If you aren‘t inclined to make any changes in your diet, at least replace high-fiber food with low-fiber analogues: corn flakes instead of fiber-fortified cereals, white bread instead of whole wheat, regular muffins instead of bran muffins, green peas instead of lentils, pine nuts instead of peanuts, zucchini instead of broccoli, and so on.”
That's all there is to it. I don't recommend anything radical or extravagant. If someone tells you that I do, they aren't familiar with my book.

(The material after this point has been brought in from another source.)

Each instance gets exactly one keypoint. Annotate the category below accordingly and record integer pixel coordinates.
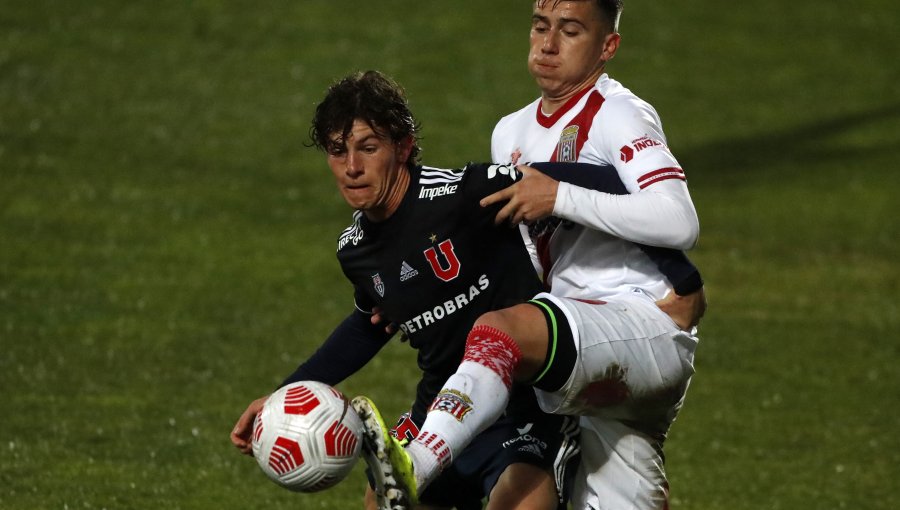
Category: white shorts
(632, 369)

If you already have some preexisting disorder(s), I recommend that you follow all of the above guides and read Fiber Menace for more background and details. The book recommends a balanced low-fiber diet, no different from what most people eat anyway. The book may recommend that you don‘t eat wheat bread if you are allergic to gluten, or avoid dairy if you are sensitive to lactose, or that you further reduce fiber consumption if you have acute diverticular disease—but it's all common sense, not “medical” advice.
Q. Where do I find the fiber content of common food?
There are close to 40,000 food items on supermarket shelves. By law, each of them must have a prominent Food Facts label. And by the same law, this label indicates the exact fiber content per serving. Read the labels—that's all you need to do to determine the fiber content.
If you would like to learn the total nutrient content (i.e. water, carbohydrates, proteins, fats, ash, vitamins, minerals, microelements) of most popular foods before leaving your house for the supermarket, just visit our Nutrient Reference Lookup page that is based on the data derived from the USDA National Nutrient Database for Standard Reference. It‘s a great resource.
Q. I went to my doctor, and he told me that if I stop taking fiber, he'll drop me as a patient because he can't take these risks.
I doubt that very much! It's quite possible that your doctor may have told you that following the suggestions in my book “it‘s a risk I wouldn't take myself”, or that “I don't know if I'll be able to help you if you run into problems.” But that's a normal reaction, because your doctor isn't familiar with my book, and has no obligation to you or anyone else to study or follow it.
Unfortunately, some patients may interpret this explicit and reasonable response as an implicit threat, when actually it isn't. That's why I said I doubted it. No sane medical professional will risk his or her license, reputation, and livelihood over a patient's stool size.
If you really wish to get unambiguous advice, then educate your doctor first, following the approaches suggested in prior answers.